Lundi 12 Novembre 2018

Dans la pyramide qui porte son nom, le psychologue américain Abraham Maslow hiérarchise les besoins humains. A la base se trouvent les besoins physiologiques (nourriture, eau, habitat, etc.), suivis des besoins de sécurité. C’est seulement après avoir satisfait ces besoins basiques que l’individu peut aspirer à des besoins spirituels comme ceux d’appartenance à un groupe, d’estime de soi et d’accomplissement.

A l’échelle d’un peuple, on peut dire que, de nos jours, la démocratie libérale pourrait représenter le sommet de la pyramide. La démocratie étant comprise, entre autres, comme le libre concours des citoyens à l’exercice du pouvoir, l’expression des libertés individuelles et collectives, la séparation des pouvoirs, etc.

Ces principes devraient à terme assurer l’égalité des citoyens et leur permettre une pleine jouissance de leurs droits civiques, politiques et économiques.

Or, pour un pays pauvre englué dans des défis existentiels, ces idéaux sont un luxe. Il est illusoire de penser que quelques alternances au sommet de l’Etat ainsi qu’une liberté d’expression suffisent à hisser un pays au rang des démocraties matures.

Au Sénégal, les convictions politiques se font rares, les idéologies sont mortes de leur belle mort, les alliances et les ralliements se font sur la base d’intérêts crypto-personnels. Ce qui fait que les alternances changent le roi, mais, pour l’essentiel, les courtisans manœuvrent pour rester dans le cercle du pouvoir et continuer à jouir de prébendes.

Rien n’est plus caractéristique de cette « démocratie alimentaire » que la « transhumance », cette pratique typique de la politique sénégalaise. On change de couleur politique au gré des intérêts du moment. Le virulent opposant d’hier,  par une pirouette incroyable,  retourne sa veste et se retrouve fervent laudateur du Président.

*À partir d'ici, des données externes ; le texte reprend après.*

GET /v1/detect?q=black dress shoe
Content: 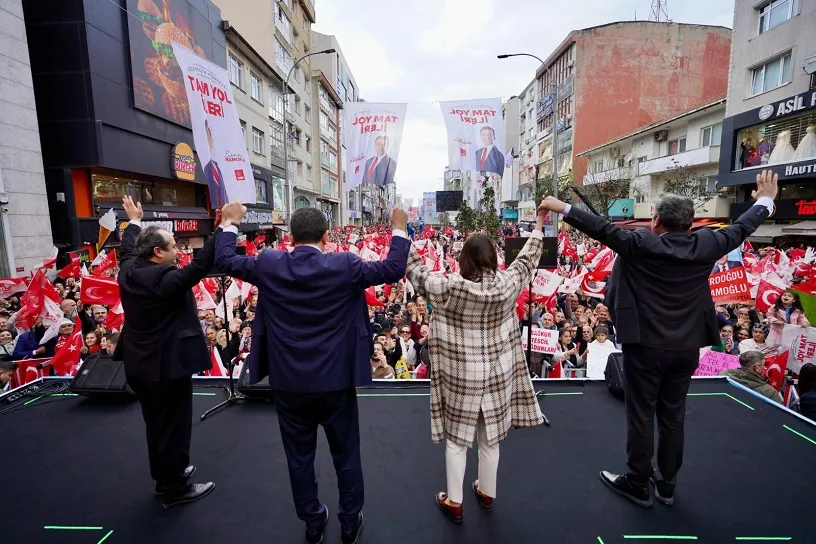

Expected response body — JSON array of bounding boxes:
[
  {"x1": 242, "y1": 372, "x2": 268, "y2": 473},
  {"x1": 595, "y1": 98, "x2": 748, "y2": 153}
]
[
  {"x1": 650, "y1": 478, "x2": 674, "y2": 506},
  {"x1": 162, "y1": 482, "x2": 215, "y2": 508},
  {"x1": 153, "y1": 465, "x2": 196, "y2": 497},
  {"x1": 306, "y1": 504, "x2": 329, "y2": 544},
  {"x1": 340, "y1": 512, "x2": 363, "y2": 544},
  {"x1": 600, "y1": 470, "x2": 652, "y2": 508}
]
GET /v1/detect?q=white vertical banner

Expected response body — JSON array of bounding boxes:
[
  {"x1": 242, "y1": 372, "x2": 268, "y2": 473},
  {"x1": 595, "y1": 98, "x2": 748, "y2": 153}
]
[
  {"x1": 343, "y1": 102, "x2": 408, "y2": 189},
  {"x1": 173, "y1": 43, "x2": 256, "y2": 208}
]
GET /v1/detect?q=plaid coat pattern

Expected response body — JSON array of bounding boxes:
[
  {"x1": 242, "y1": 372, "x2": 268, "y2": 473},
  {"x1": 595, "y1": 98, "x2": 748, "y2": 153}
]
[{"x1": 406, "y1": 237, "x2": 544, "y2": 448}]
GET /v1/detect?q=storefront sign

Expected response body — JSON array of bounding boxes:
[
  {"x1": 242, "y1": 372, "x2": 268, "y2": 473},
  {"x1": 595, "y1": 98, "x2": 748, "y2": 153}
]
[{"x1": 171, "y1": 142, "x2": 196, "y2": 181}]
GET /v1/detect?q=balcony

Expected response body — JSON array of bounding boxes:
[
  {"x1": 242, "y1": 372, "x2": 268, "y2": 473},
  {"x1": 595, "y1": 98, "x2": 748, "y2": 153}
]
[
  {"x1": 584, "y1": 166, "x2": 632, "y2": 186},
  {"x1": 638, "y1": 145, "x2": 720, "y2": 176}
]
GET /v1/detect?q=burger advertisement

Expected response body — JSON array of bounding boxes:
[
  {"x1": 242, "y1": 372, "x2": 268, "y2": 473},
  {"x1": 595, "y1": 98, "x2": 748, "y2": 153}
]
[{"x1": 127, "y1": 0, "x2": 217, "y2": 128}]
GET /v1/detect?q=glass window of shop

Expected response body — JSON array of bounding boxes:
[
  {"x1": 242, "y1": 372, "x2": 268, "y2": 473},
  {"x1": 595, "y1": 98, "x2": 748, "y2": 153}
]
[
  {"x1": 734, "y1": 110, "x2": 816, "y2": 170},
  {"x1": 91, "y1": 174, "x2": 196, "y2": 208}
]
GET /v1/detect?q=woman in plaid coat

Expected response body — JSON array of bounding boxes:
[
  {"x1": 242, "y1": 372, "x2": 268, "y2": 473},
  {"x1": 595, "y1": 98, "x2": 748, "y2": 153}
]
[{"x1": 406, "y1": 205, "x2": 543, "y2": 523}]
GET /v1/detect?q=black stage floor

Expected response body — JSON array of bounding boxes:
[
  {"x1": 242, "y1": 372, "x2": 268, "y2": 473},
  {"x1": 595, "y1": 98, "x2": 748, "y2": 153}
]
[{"x1": 0, "y1": 380, "x2": 816, "y2": 544}]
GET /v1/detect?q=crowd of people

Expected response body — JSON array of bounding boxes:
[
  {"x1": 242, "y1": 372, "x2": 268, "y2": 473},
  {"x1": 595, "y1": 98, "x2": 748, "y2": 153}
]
[{"x1": 0, "y1": 217, "x2": 816, "y2": 418}]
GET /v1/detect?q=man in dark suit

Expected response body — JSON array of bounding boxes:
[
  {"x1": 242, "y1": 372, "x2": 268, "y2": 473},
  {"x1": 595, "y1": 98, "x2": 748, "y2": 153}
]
[
  {"x1": 113, "y1": 197, "x2": 216, "y2": 508},
  {"x1": 215, "y1": 203, "x2": 410, "y2": 544},
  {"x1": 204, "y1": 121, "x2": 229, "y2": 208},
  {"x1": 474, "y1": 126, "x2": 504, "y2": 176},
  {"x1": 363, "y1": 136, "x2": 397, "y2": 187},
  {"x1": 542, "y1": 171, "x2": 778, "y2": 507}
]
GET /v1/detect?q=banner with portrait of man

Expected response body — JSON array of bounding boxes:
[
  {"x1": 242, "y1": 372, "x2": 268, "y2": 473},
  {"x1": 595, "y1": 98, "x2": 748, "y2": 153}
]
[
  {"x1": 173, "y1": 43, "x2": 257, "y2": 208},
  {"x1": 343, "y1": 102, "x2": 408, "y2": 189},
  {"x1": 440, "y1": 98, "x2": 507, "y2": 175}
]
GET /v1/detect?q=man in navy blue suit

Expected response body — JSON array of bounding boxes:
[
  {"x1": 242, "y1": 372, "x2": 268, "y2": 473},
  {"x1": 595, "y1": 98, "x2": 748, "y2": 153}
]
[{"x1": 215, "y1": 203, "x2": 410, "y2": 544}]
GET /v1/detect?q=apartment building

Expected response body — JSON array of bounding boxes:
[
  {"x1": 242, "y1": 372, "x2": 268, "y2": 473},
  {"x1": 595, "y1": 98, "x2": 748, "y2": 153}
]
[
  {"x1": 223, "y1": 21, "x2": 287, "y2": 236},
  {"x1": 578, "y1": 97, "x2": 734, "y2": 222},
  {"x1": 214, "y1": 0, "x2": 321, "y2": 219},
  {"x1": 719, "y1": 0, "x2": 816, "y2": 243}
]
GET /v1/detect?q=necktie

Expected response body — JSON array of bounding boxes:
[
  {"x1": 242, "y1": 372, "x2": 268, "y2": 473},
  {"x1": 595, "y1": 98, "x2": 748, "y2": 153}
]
[{"x1": 366, "y1": 157, "x2": 380, "y2": 180}]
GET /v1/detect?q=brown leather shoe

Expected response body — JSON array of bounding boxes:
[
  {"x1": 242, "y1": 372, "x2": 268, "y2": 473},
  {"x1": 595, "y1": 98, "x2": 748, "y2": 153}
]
[
  {"x1": 436, "y1": 491, "x2": 465, "y2": 523},
  {"x1": 471, "y1": 480, "x2": 493, "y2": 512}
]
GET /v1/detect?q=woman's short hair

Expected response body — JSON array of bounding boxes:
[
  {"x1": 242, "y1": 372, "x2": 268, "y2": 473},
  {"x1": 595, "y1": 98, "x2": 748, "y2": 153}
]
[{"x1": 459, "y1": 234, "x2": 499, "y2": 281}]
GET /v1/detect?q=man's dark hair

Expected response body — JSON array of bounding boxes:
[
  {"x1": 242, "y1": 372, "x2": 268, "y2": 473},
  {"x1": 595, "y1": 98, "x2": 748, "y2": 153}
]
[
  {"x1": 740, "y1": 351, "x2": 765, "y2": 368},
  {"x1": 459, "y1": 234, "x2": 499, "y2": 281},
  {"x1": 655, "y1": 194, "x2": 694, "y2": 231},
  {"x1": 289, "y1": 208, "x2": 329, "y2": 244},
  {"x1": 136, "y1": 226, "x2": 169, "y2": 259}
]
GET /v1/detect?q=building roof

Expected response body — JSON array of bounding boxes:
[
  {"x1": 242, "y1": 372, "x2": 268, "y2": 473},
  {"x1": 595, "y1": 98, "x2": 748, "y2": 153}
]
[
  {"x1": 577, "y1": 96, "x2": 725, "y2": 157},
  {"x1": 536, "y1": 21, "x2": 731, "y2": 79}
]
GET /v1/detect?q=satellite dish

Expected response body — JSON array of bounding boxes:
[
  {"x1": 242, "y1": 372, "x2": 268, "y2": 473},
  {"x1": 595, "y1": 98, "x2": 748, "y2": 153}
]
[{"x1": 805, "y1": 55, "x2": 816, "y2": 75}]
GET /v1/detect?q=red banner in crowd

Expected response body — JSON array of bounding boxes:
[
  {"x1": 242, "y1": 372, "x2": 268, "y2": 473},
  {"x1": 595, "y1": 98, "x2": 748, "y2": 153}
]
[{"x1": 708, "y1": 266, "x2": 751, "y2": 305}]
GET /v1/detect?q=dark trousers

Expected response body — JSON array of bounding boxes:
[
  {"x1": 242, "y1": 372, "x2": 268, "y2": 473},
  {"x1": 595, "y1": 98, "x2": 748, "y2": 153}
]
[
  {"x1": 623, "y1": 345, "x2": 700, "y2": 490},
  {"x1": 128, "y1": 377, "x2": 193, "y2": 489},
  {"x1": 274, "y1": 387, "x2": 364, "y2": 527}
]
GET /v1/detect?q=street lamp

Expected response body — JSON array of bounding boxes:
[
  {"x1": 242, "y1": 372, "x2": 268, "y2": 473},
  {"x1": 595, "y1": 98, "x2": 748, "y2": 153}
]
[
  {"x1": 283, "y1": 48, "x2": 337, "y2": 220},
  {"x1": 497, "y1": 53, "x2": 558, "y2": 236}
]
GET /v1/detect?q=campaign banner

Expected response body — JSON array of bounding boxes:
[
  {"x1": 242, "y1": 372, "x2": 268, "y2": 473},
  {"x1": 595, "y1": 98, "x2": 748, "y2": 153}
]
[
  {"x1": 343, "y1": 102, "x2": 408, "y2": 189},
  {"x1": 708, "y1": 266, "x2": 751, "y2": 305},
  {"x1": 440, "y1": 98, "x2": 507, "y2": 174},
  {"x1": 422, "y1": 192, "x2": 436, "y2": 223},
  {"x1": 694, "y1": 350, "x2": 740, "y2": 376},
  {"x1": 173, "y1": 43, "x2": 256, "y2": 208},
  {"x1": 521, "y1": 327, "x2": 558, "y2": 353}
]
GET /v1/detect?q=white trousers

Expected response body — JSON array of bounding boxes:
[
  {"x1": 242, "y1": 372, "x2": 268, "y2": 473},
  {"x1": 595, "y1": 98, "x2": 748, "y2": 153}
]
[{"x1": 445, "y1": 413, "x2": 499, "y2": 503}]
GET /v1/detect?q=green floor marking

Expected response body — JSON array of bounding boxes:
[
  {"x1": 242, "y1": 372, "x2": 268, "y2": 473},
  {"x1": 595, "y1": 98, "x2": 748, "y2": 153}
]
[
  {"x1": 782, "y1": 425, "x2": 816, "y2": 444},
  {"x1": 43, "y1": 525, "x2": 104, "y2": 532},
  {"x1": 623, "y1": 535, "x2": 697, "y2": 540}
]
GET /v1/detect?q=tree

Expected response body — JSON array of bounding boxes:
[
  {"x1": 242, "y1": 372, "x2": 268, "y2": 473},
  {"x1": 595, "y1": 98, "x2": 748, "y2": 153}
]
[
  {"x1": 480, "y1": 184, "x2": 501, "y2": 242},
  {"x1": 456, "y1": 200, "x2": 476, "y2": 232},
  {"x1": 663, "y1": 160, "x2": 717, "y2": 210}
]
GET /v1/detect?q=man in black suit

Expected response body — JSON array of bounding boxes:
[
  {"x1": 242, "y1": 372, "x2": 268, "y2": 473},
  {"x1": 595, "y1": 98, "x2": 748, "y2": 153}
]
[
  {"x1": 474, "y1": 125, "x2": 504, "y2": 176},
  {"x1": 363, "y1": 136, "x2": 397, "y2": 187},
  {"x1": 113, "y1": 196, "x2": 216, "y2": 508},
  {"x1": 541, "y1": 171, "x2": 778, "y2": 507}
]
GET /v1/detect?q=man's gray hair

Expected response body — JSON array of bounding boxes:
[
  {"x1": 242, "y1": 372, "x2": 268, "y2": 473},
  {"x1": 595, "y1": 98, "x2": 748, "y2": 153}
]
[
  {"x1": 136, "y1": 225, "x2": 168, "y2": 259},
  {"x1": 289, "y1": 208, "x2": 329, "y2": 244},
  {"x1": 740, "y1": 351, "x2": 765, "y2": 368},
  {"x1": 655, "y1": 193, "x2": 694, "y2": 231}
]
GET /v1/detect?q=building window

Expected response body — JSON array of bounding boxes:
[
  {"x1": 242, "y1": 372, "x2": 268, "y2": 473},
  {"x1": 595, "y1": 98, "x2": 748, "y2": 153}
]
[
  {"x1": 751, "y1": 53, "x2": 791, "y2": 95},
  {"x1": 702, "y1": 123, "x2": 722, "y2": 147},
  {"x1": 669, "y1": 138, "x2": 686, "y2": 155},
  {"x1": 252, "y1": 127, "x2": 263, "y2": 155},
  {"x1": 249, "y1": 72, "x2": 263, "y2": 104},
  {"x1": 230, "y1": 55, "x2": 244, "y2": 89},
  {"x1": 757, "y1": 0, "x2": 799, "y2": 34},
  {"x1": 255, "y1": 178, "x2": 269, "y2": 204}
]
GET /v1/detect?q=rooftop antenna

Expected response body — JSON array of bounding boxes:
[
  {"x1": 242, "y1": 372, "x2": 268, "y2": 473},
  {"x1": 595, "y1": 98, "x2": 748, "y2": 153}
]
[{"x1": 649, "y1": 0, "x2": 671, "y2": 23}]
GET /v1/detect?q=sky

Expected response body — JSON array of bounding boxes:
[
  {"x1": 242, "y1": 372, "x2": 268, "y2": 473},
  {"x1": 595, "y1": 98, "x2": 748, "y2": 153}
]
[{"x1": 312, "y1": 0, "x2": 734, "y2": 202}]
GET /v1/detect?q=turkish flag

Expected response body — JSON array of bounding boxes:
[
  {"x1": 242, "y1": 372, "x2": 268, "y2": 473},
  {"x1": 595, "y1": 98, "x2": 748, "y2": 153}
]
[
  {"x1": 51, "y1": 329, "x2": 82, "y2": 376},
  {"x1": 756, "y1": 279, "x2": 785, "y2": 312},
  {"x1": 0, "y1": 278, "x2": 28, "y2": 298},
  {"x1": 79, "y1": 276, "x2": 119, "y2": 306}
]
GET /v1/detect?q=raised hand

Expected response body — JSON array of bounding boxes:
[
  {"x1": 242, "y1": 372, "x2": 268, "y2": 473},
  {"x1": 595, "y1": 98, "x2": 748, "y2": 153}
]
[
  {"x1": 122, "y1": 195, "x2": 144, "y2": 221},
  {"x1": 751, "y1": 170, "x2": 779, "y2": 200}
]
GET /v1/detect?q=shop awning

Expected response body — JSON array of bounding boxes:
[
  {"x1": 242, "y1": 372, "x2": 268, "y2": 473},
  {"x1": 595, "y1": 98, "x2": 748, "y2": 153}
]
[
  {"x1": 748, "y1": 225, "x2": 789, "y2": 244},
  {"x1": 782, "y1": 221, "x2": 816, "y2": 236}
]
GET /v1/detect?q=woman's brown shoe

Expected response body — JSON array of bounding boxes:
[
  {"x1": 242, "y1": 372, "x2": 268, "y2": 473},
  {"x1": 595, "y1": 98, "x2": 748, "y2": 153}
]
[
  {"x1": 472, "y1": 480, "x2": 493, "y2": 512},
  {"x1": 436, "y1": 491, "x2": 465, "y2": 523}
]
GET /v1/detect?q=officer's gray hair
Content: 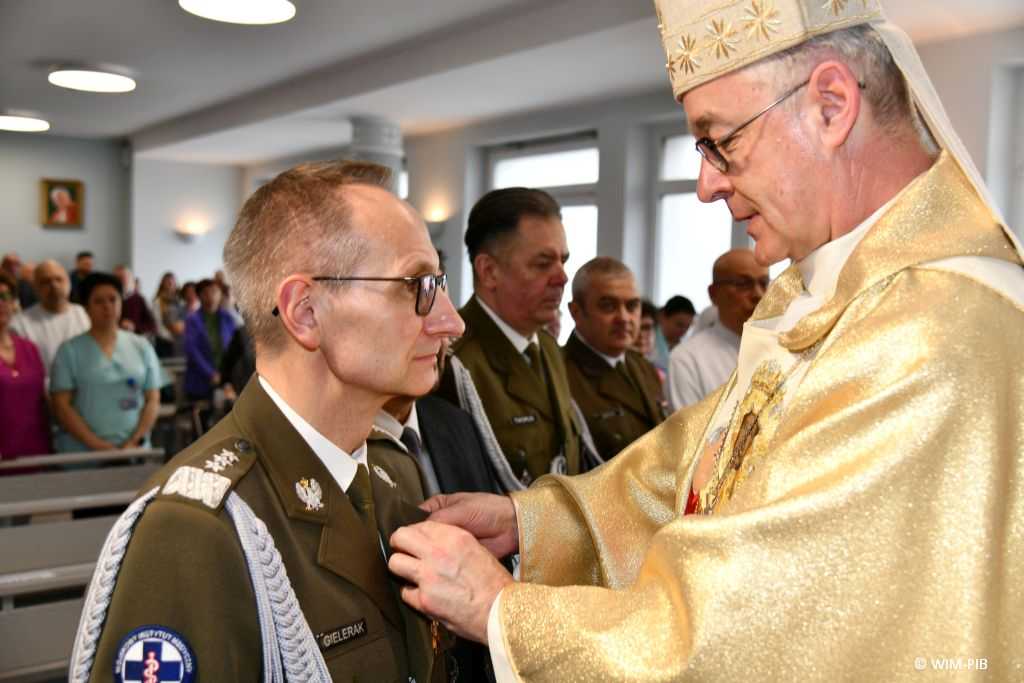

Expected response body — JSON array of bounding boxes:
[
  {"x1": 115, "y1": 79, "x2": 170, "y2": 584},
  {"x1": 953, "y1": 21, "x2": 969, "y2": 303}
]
[
  {"x1": 750, "y1": 24, "x2": 938, "y2": 155},
  {"x1": 224, "y1": 161, "x2": 391, "y2": 354},
  {"x1": 572, "y1": 256, "x2": 634, "y2": 306}
]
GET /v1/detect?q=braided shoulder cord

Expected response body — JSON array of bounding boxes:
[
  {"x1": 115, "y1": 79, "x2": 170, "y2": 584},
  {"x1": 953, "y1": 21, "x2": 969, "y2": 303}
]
[
  {"x1": 68, "y1": 486, "x2": 160, "y2": 683},
  {"x1": 224, "y1": 492, "x2": 331, "y2": 683},
  {"x1": 449, "y1": 355, "x2": 525, "y2": 492}
]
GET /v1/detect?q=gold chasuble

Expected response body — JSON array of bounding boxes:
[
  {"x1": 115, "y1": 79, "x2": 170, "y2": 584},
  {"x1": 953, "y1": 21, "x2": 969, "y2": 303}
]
[{"x1": 499, "y1": 153, "x2": 1024, "y2": 683}]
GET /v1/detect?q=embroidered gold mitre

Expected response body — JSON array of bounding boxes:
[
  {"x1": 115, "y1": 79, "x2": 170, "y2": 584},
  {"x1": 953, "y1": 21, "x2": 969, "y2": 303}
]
[{"x1": 654, "y1": 0, "x2": 885, "y2": 99}]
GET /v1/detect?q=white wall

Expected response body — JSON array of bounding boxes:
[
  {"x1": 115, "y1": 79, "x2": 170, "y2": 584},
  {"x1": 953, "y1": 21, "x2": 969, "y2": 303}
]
[
  {"x1": 131, "y1": 158, "x2": 243, "y2": 297},
  {"x1": 918, "y1": 28, "x2": 1024, "y2": 234},
  {"x1": 0, "y1": 131, "x2": 131, "y2": 269},
  {"x1": 406, "y1": 90, "x2": 683, "y2": 303}
]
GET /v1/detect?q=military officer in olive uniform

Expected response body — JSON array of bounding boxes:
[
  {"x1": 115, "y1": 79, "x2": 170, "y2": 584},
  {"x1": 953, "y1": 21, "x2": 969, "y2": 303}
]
[
  {"x1": 562, "y1": 256, "x2": 665, "y2": 460},
  {"x1": 71, "y1": 162, "x2": 463, "y2": 683},
  {"x1": 439, "y1": 187, "x2": 588, "y2": 490}
]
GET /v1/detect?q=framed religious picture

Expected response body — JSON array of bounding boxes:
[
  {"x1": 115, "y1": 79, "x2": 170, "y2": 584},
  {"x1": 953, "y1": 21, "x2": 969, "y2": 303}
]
[{"x1": 39, "y1": 178, "x2": 85, "y2": 227}]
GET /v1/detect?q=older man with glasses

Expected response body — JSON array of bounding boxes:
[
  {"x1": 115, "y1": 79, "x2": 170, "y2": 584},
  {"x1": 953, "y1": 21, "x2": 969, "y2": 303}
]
[
  {"x1": 669, "y1": 249, "x2": 769, "y2": 411},
  {"x1": 71, "y1": 162, "x2": 464, "y2": 682},
  {"x1": 391, "y1": 0, "x2": 1024, "y2": 683}
]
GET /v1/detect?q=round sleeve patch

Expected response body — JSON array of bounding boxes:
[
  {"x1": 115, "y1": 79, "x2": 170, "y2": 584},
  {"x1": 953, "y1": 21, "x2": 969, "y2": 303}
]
[{"x1": 114, "y1": 625, "x2": 198, "y2": 683}]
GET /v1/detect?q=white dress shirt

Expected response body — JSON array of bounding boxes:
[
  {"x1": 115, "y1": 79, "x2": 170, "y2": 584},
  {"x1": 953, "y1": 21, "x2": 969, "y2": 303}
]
[
  {"x1": 476, "y1": 297, "x2": 540, "y2": 353},
  {"x1": 259, "y1": 376, "x2": 367, "y2": 492},
  {"x1": 669, "y1": 321, "x2": 739, "y2": 411}
]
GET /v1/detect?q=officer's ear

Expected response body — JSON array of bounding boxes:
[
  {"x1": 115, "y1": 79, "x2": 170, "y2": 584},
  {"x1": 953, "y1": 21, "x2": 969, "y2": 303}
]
[{"x1": 276, "y1": 274, "x2": 321, "y2": 351}]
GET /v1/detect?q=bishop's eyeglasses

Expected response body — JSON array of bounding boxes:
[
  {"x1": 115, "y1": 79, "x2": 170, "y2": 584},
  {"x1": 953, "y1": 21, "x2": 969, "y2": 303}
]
[
  {"x1": 270, "y1": 272, "x2": 447, "y2": 317},
  {"x1": 696, "y1": 79, "x2": 867, "y2": 173}
]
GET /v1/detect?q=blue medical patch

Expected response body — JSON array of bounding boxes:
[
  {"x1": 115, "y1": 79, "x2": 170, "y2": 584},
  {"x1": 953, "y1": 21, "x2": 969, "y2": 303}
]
[{"x1": 114, "y1": 625, "x2": 198, "y2": 683}]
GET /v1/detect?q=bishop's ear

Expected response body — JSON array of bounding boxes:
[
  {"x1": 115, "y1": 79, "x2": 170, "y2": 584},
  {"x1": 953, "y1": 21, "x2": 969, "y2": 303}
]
[
  {"x1": 807, "y1": 60, "x2": 865, "y2": 150},
  {"x1": 275, "y1": 275, "x2": 321, "y2": 351}
]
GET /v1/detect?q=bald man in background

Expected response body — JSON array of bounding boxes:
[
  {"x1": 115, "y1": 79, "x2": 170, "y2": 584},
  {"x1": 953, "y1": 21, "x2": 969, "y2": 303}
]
[{"x1": 669, "y1": 249, "x2": 770, "y2": 411}]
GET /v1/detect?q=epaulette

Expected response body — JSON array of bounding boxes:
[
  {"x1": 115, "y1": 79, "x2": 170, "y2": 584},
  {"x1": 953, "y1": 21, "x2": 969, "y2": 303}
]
[{"x1": 157, "y1": 435, "x2": 256, "y2": 512}]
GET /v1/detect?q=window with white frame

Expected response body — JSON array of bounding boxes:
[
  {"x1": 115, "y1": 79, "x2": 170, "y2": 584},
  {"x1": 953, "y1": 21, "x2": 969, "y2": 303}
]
[
  {"x1": 653, "y1": 132, "x2": 732, "y2": 311},
  {"x1": 487, "y1": 133, "x2": 600, "y2": 343}
]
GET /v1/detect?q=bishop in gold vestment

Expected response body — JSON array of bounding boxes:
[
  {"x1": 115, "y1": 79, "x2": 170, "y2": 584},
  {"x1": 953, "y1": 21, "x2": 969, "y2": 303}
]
[{"x1": 390, "y1": 0, "x2": 1024, "y2": 683}]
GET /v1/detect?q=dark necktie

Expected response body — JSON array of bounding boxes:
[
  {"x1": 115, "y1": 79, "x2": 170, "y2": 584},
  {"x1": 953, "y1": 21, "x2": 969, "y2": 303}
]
[
  {"x1": 401, "y1": 427, "x2": 441, "y2": 498},
  {"x1": 523, "y1": 342, "x2": 544, "y2": 384},
  {"x1": 346, "y1": 465, "x2": 380, "y2": 539}
]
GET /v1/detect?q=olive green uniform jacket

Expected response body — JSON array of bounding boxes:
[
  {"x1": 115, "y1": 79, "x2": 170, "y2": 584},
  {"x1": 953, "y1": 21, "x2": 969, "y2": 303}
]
[
  {"x1": 562, "y1": 332, "x2": 665, "y2": 460},
  {"x1": 84, "y1": 377, "x2": 443, "y2": 683},
  {"x1": 438, "y1": 297, "x2": 584, "y2": 484}
]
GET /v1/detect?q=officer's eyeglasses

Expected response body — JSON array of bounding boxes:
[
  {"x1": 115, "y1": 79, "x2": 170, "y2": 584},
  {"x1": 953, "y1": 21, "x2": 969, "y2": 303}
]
[
  {"x1": 270, "y1": 272, "x2": 447, "y2": 317},
  {"x1": 712, "y1": 278, "x2": 771, "y2": 292}
]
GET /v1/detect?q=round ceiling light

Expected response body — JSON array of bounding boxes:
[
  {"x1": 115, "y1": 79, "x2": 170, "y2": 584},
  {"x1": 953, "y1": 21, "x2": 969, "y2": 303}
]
[
  {"x1": 178, "y1": 0, "x2": 295, "y2": 24},
  {"x1": 48, "y1": 66, "x2": 135, "y2": 92},
  {"x1": 0, "y1": 111, "x2": 50, "y2": 133}
]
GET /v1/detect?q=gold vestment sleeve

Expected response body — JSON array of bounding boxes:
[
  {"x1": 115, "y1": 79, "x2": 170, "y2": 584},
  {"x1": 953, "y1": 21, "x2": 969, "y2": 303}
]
[{"x1": 512, "y1": 391, "x2": 722, "y2": 587}]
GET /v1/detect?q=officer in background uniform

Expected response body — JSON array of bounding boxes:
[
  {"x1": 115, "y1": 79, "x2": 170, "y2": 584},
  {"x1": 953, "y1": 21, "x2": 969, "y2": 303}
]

L’opportunisme et le clientélisme font loi. Le citoyen, croyant encore en la toute puissance de sa carte d’électeur, se voit maître du jeu. Hélas, une oligarchie est déjà en place, s’est saisie de l’appareil d’Etat, a appris et assimilé les règles du jeu qu’elle manipule à sa guise. Gouvernants et opposants sont formatés par le même système, abreuvés à la même sève, et mus par des intérêts communs. Entre le « socialiste », le « libéral » et le « maoïste »…. il s’agit tout simplement de choisir entre le bonnet blanc ou le blanc bonnet.

Comment expliquer dans un si petit pays cette pléthore de 300 partis ? Et ces mouvements politiques à n’en plus finir ? Et ces 80 ministres, ministres d’Etat, ministres-conseillers au gouvernement ? Comment expliquer que l’on continue à voir des têtes qui ont servi sous tous les régimes depuis l’indépendance?
 
La réponse est toute simple. Dans un pays mal nourri, mal soigné et mal scolarisé, le jeu démocratique est vicié par l’instinct de survie.

La démocratie n’est pas une fin en soi. Ça devrait être un moyen de réaliser une justice sociale par une meilleure répartition des richesses et des ressources. La démocratie vraie est d’abord sociale et économique avant d’être politique et institutionnelle.

La démocratie vraie suppose, en premier, que les besoins existentiels soient satisfaits, que le peuple soit instruit et soigné, que la sécurité soit assurée. Alors, seulement le citoyen peut aspirer, comme dans la pyramide de Maslow, à des besoins de réalisation personnelle, de recherche de connaissances ou de promotion de valeurs.